Tuesday, August 21, 2012

Feds Drop $100 Million to Spot Flying, Homebrew Cocaine Mules

Stopping drug smugglers on the ground is one thing. You can build a fence, send more Border Patrol agents and put up more cameras. But it’s a whole other thing to stop Mexico’s cartels from using tiny planes that are nearly impossible to catch. That’s why the U.S. Customs and Border Protection (CBP) is spending $100 million on new sensors that can detect ultralight aircraft. The giant contract — awarded to New York defense company SRCTec earlier this month — comes as the cartels have been using more of the planes to elude Border Patrol agents. The cartels also seem to have become pretty good at it. The Air Force has chased them with jets, and the Border Patrol has pursued them with Black Hawk helicopters. Closer to gliders than complete planes; ultralight planes are small, cheap and their engines are relatively quiet. They move slowly, but are flown low to blend in with the southwest border’s rugged and hilly terrain, which the smugglers use to hide from radar. The last available data on ultralight incursions is from 2011, when the CBP detected 223 flights, double from two years prior.
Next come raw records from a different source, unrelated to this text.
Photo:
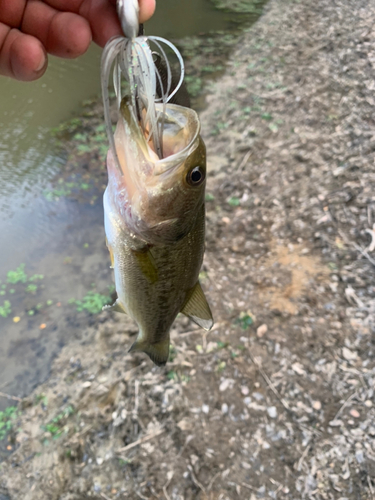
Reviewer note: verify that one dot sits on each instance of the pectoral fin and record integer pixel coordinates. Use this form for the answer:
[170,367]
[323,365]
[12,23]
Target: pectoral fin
[147,264]
[197,309]
[110,253]
[115,307]
[157,352]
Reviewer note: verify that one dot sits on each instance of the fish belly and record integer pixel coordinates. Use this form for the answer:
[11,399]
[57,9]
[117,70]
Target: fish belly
[152,283]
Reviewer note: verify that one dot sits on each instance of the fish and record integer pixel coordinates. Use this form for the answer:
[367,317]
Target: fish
[154,218]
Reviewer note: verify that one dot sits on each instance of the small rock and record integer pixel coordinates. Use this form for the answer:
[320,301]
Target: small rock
[335,423]
[262,330]
[225,384]
[348,354]
[317,405]
[359,456]
[184,424]
[298,368]
[272,412]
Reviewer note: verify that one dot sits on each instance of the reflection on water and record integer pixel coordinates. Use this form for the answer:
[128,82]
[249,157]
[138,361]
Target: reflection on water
[64,241]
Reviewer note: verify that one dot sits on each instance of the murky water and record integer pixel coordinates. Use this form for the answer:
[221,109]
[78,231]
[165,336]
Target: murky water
[62,241]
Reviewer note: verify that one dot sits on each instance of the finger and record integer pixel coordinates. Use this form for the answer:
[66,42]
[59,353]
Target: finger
[11,12]
[21,56]
[146,10]
[103,20]
[63,34]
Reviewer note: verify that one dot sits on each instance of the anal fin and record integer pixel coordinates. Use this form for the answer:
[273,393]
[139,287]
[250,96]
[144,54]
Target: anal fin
[197,309]
[117,306]
[110,253]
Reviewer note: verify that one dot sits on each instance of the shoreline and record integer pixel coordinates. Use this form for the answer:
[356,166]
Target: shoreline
[278,397]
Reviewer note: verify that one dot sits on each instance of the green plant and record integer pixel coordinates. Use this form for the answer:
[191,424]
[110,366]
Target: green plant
[244,320]
[7,418]
[31,288]
[92,302]
[36,277]
[234,201]
[17,276]
[5,309]
[55,426]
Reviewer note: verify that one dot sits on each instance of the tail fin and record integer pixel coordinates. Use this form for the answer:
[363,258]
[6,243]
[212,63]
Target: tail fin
[158,352]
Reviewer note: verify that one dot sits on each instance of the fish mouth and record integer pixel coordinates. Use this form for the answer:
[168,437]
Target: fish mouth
[181,128]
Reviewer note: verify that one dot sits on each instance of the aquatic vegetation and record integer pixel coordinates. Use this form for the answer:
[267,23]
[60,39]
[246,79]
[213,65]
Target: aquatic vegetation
[5,309]
[36,277]
[7,420]
[92,302]
[65,188]
[17,276]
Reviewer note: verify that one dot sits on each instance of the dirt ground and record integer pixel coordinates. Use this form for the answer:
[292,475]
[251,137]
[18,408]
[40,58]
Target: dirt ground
[277,401]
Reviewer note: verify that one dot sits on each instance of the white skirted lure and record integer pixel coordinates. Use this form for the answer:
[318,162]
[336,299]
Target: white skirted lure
[132,58]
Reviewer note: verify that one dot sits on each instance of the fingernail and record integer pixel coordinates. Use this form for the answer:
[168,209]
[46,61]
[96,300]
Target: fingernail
[42,64]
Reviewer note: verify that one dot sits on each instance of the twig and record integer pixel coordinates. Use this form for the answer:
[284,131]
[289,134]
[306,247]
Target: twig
[166,486]
[244,160]
[14,398]
[364,253]
[345,404]
[303,456]
[142,440]
[371,246]
[191,332]
[195,480]
[248,486]
[136,403]
[269,383]
[213,480]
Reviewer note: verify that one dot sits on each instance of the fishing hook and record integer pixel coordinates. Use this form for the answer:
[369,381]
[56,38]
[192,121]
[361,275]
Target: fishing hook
[128,13]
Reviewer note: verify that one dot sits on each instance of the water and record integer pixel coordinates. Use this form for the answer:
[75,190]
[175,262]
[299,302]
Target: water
[64,241]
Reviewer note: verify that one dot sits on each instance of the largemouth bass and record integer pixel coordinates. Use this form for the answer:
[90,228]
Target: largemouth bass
[155,225]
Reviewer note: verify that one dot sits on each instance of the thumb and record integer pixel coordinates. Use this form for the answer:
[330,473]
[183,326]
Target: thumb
[21,56]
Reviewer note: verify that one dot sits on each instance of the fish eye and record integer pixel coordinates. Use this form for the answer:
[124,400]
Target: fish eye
[195,176]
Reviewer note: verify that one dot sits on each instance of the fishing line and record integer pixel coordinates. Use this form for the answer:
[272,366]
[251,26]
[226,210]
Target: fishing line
[133,60]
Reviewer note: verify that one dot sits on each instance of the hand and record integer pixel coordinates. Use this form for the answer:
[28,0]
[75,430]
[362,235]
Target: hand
[29,29]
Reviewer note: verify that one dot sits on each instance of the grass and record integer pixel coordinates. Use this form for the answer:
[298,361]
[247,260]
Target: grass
[5,309]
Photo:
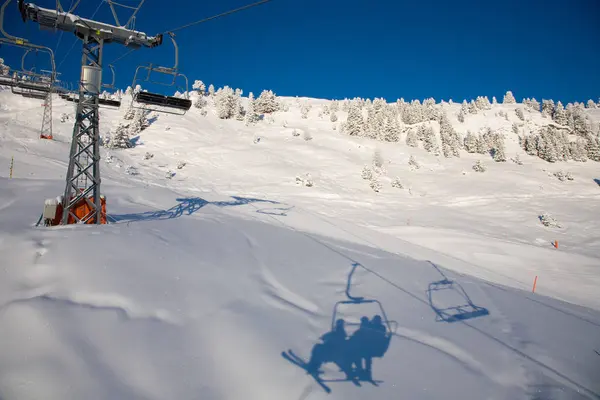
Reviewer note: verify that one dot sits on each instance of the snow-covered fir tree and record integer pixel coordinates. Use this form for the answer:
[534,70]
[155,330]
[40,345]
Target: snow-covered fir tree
[267,103]
[430,142]
[120,138]
[354,125]
[129,114]
[430,113]
[482,146]
[411,138]
[251,116]
[498,150]
[334,106]
[225,102]
[509,98]
[483,103]
[471,142]
[547,108]
[449,137]
[559,114]
[473,107]
[305,109]
[519,112]
[391,129]
[478,166]
[200,87]
[593,147]
[578,118]
[577,150]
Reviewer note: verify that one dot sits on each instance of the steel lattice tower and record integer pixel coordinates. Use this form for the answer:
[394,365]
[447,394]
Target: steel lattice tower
[83,173]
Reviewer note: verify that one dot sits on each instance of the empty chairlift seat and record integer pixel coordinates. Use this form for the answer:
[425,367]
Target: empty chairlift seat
[159,100]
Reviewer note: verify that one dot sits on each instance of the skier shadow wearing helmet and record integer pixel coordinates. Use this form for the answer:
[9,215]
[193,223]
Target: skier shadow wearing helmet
[352,354]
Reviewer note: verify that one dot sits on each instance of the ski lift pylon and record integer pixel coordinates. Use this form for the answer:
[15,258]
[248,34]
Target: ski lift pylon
[156,101]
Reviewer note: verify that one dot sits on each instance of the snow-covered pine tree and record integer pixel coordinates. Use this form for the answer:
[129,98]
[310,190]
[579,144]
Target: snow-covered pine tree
[579,120]
[593,147]
[430,142]
[251,116]
[354,125]
[129,114]
[449,137]
[225,102]
[515,128]
[304,110]
[200,87]
[478,166]
[429,111]
[519,112]
[482,102]
[411,138]
[482,146]
[120,139]
[509,98]
[392,129]
[414,164]
[267,103]
[577,150]
[498,151]
[473,107]
[547,108]
[559,114]
[335,106]
[471,142]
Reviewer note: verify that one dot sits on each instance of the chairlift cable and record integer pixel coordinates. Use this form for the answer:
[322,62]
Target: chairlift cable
[220,15]
[61,33]
[122,56]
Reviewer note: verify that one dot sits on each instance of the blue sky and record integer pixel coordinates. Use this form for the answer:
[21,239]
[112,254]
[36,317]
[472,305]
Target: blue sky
[337,49]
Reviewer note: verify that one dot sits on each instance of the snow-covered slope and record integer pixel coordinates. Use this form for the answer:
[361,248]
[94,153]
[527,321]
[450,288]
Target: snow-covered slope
[206,278]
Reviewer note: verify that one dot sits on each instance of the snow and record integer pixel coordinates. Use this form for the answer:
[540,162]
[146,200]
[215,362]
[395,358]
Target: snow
[204,279]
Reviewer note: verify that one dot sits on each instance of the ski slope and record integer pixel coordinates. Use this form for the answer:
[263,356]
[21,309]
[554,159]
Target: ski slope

It stands to reason the real number is much higher, owing to the diminutive aircraft’s sneakiness...more

1 comment:

johnr said...

Having flown in an ultralight I can assure you that a jet flying over the top of them at 600mph would dump them out of the sky. They sound like a lawn mower in the sky and maybe that is what every one thinks is up there. I guess they put the drugs in a back pack and carry a hundred pounds over at a time and here it is again the druggies outsmart the feds every time.